NXapm_paraprobe_config_clusterer

Status:

application definition, extends NXobject

Description:

Configuration of a paraprobe-clusterer tool run in atom probe microscopy.

Symbols:

The symbols used in the schema to specify e.g. dimensions of arrays.

n_ivecmax: Maximum number of atoms per molecular ion. Should be 32 for paraprobe.

n_clust_algos: Number of clustering algorithms used.

n_ions: Number of different iontypes to distinguish during clustering.

Groups cited:

NXapm_input_ranging, NXapm_input_reconstruction, NXcg_cylinder_set, NXcg_ellipsoid_set, NXcg_face_list_data_structure, NXcg_hexahedron_set, NXcs_filter_boolean_mask, NXentry, NXmatch_filter, NXprocess, NXspatial_filter, NXsubsampling_filter

Structure:

ENTRY: (required) NXentry

@version: (required) NX_CHAR

Version specifier of this application definition.

definition: (required) NX_CHAR

Official NeXus NXDL schema with which this file was written.

Obligatory value: NXapm_paraprobe_config_clusterer

program: (required) NX_CHAR

Given name of the program/software/tool with which this NeXus (configuration) file was generated.
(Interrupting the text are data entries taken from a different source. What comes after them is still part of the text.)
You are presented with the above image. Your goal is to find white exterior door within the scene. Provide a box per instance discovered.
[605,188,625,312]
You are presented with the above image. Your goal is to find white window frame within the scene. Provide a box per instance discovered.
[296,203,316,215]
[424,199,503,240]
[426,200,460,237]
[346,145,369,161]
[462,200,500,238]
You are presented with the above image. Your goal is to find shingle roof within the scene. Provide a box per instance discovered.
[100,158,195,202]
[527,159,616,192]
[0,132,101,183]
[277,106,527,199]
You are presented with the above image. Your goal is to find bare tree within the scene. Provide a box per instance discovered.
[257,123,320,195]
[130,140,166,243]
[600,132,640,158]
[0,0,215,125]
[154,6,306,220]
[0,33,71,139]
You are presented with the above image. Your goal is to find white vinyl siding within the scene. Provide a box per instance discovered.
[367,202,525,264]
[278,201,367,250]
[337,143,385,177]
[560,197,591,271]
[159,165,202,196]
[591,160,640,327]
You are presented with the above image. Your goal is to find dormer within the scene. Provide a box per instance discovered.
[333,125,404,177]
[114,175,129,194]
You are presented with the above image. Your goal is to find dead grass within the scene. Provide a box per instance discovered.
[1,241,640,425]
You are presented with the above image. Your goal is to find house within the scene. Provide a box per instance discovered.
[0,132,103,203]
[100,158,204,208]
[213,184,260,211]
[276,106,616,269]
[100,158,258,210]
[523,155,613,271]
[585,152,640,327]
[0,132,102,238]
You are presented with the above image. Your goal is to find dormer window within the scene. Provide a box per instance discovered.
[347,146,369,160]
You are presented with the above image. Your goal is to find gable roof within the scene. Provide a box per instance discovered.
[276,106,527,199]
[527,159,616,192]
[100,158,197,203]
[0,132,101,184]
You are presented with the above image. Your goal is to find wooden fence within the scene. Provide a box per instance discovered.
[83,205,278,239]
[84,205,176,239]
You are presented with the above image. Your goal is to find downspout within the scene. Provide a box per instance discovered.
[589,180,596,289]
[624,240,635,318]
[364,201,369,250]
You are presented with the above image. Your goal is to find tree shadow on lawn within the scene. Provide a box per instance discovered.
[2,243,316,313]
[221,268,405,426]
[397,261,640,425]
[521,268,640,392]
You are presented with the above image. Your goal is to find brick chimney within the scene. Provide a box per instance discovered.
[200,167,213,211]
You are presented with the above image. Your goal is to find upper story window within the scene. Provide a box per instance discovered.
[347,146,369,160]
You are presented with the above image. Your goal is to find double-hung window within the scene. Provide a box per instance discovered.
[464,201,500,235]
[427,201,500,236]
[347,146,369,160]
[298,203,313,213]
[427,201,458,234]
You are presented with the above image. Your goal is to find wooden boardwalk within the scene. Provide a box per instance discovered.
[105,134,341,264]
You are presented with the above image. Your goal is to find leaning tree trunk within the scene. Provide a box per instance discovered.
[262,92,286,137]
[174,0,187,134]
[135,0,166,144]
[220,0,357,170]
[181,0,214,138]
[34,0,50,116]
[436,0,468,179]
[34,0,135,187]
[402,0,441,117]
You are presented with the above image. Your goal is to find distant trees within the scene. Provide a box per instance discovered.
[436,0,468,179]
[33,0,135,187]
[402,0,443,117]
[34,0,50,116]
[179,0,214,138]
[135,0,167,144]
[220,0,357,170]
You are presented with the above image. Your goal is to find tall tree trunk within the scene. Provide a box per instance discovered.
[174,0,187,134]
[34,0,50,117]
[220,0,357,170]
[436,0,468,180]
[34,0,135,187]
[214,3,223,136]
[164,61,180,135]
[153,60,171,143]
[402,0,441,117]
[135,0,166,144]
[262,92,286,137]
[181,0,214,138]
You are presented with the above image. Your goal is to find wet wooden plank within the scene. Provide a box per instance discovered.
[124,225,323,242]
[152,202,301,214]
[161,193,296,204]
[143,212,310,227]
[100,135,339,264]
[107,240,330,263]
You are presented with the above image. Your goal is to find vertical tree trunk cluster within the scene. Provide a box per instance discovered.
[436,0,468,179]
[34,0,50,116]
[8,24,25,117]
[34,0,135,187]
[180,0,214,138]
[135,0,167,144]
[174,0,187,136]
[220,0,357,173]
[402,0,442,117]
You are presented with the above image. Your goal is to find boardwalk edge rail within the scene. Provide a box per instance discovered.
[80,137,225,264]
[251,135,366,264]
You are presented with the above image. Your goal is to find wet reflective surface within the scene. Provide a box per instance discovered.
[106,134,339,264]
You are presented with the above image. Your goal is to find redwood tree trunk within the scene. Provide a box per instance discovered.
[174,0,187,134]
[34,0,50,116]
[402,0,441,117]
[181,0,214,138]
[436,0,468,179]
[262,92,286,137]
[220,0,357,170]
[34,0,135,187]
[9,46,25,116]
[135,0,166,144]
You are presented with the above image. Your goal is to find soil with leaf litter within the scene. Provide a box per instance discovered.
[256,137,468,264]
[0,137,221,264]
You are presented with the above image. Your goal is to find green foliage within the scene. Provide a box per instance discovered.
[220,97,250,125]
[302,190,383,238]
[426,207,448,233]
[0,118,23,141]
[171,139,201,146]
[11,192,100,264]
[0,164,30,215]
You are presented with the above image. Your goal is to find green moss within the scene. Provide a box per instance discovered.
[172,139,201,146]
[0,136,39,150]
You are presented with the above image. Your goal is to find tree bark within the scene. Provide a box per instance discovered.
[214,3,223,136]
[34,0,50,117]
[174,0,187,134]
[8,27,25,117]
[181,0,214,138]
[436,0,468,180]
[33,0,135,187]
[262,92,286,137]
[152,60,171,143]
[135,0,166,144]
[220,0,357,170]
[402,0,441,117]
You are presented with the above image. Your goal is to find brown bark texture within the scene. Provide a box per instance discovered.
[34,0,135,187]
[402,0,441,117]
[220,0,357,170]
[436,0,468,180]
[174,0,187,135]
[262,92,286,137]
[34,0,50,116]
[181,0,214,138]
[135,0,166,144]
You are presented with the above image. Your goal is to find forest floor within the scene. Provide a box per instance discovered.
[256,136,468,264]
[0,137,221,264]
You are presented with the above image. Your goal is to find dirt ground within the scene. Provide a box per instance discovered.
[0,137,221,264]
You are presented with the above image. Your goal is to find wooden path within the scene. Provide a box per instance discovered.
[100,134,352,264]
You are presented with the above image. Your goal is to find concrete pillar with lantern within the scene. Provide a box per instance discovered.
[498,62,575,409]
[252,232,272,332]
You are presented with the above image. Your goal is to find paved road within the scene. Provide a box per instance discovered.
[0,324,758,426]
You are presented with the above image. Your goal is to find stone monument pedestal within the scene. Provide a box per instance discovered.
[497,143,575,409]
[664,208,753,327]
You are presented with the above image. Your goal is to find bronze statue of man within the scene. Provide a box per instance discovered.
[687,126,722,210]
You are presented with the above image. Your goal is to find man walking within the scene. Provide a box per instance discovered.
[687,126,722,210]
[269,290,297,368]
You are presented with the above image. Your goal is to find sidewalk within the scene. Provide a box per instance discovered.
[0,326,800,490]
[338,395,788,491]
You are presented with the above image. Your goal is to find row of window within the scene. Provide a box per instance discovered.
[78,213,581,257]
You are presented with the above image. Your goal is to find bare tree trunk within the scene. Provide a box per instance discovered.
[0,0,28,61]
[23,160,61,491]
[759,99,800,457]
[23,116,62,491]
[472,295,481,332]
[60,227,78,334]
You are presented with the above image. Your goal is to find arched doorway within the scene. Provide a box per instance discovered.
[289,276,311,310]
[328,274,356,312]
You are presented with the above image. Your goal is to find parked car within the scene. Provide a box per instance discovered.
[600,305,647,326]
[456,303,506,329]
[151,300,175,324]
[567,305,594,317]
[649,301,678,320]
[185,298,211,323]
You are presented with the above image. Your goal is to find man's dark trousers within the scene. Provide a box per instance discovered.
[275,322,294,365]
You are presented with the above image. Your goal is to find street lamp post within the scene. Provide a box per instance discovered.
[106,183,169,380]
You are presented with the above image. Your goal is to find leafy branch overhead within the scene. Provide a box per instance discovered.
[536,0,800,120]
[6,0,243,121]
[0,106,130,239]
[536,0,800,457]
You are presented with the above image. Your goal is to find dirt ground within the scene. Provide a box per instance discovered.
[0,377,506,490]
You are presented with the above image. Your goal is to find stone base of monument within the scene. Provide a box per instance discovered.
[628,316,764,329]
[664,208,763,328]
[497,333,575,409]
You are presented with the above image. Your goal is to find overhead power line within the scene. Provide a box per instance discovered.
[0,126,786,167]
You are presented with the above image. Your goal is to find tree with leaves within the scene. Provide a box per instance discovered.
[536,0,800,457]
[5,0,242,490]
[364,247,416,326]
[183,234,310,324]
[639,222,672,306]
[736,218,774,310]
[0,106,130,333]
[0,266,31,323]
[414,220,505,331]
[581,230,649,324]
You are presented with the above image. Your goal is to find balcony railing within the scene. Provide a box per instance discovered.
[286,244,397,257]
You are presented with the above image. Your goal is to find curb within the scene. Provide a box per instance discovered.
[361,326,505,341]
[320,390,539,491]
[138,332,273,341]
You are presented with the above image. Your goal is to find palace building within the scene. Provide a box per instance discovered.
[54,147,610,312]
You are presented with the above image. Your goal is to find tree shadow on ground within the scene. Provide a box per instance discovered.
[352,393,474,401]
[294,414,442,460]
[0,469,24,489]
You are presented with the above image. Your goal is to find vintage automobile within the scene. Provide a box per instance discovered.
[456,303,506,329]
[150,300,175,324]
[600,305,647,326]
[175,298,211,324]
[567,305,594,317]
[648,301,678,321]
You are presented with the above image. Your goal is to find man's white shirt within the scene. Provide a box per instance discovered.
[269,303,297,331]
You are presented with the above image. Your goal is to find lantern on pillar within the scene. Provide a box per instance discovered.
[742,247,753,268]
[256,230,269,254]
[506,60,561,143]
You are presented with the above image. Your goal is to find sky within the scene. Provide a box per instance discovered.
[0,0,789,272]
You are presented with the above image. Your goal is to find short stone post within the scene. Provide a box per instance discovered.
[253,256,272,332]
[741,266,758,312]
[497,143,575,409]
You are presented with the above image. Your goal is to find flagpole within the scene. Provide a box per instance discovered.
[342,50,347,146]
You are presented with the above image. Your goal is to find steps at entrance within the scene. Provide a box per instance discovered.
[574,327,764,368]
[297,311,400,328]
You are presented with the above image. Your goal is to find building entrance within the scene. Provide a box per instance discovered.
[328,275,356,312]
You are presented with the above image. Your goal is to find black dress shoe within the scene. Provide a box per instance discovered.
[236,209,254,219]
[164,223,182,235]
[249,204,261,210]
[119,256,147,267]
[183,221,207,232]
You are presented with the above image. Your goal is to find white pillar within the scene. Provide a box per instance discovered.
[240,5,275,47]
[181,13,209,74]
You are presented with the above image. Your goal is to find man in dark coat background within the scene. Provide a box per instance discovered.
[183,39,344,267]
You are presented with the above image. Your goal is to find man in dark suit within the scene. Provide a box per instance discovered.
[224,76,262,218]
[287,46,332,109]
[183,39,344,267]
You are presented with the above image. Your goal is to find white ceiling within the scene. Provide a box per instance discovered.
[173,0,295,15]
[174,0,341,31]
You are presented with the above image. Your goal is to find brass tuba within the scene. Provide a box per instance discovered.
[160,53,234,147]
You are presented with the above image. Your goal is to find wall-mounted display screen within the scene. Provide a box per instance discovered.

@version: (required) NX_CHAR

Ideally program version plus build number, or commit hash or description of ever persistent resources where the source code of the program and build instructions can be found so that the program can be configured ideally in such a manner that the result of this computational process is recreatable in the same deterministic manner.

time_stamp: (required) NX_DATE_TIME

ISO 8601 formatted time code with local time zone offset to UTC information included when this configuration file was created.

analysis_identifier: (optional) NX_CHAR

Ideally, a (globally persistent) unique identifier for referring to this analysis.

analysis_description: (optional) NX_CHAR

Possibility for leaving a free-text description about this analysis.

number_of_processes: (required) NX_UINT {units=NX_UNITLESS}

How many tasks to perform?

cameca_to_nexus: (optional) NXprocess

This process maps results from cluster analyses performed with IVAS/APSuite into an interoperable representation. Specifically in this process paraprobe-clusterer takes results from clustering methods from other tools of the APM community, like IVAS/APSuite. These results are usually reported in two ways. Either as an explicit list of reconstructed ion positions. In the case of IVAS these positions are reported through a text file with a cluster label for each position.

Alternatively, the list of positions is reported, as it is the case for AMETEK (IVAS/AP Suite) but the cluster labels are specified implicitly only in the following way: The mass-to-charge-state ratio column of a what is effectively a file formatted like POS is used to assign a hypothetical mass-to-charge value which resolves a floating point representation of the cluster ID.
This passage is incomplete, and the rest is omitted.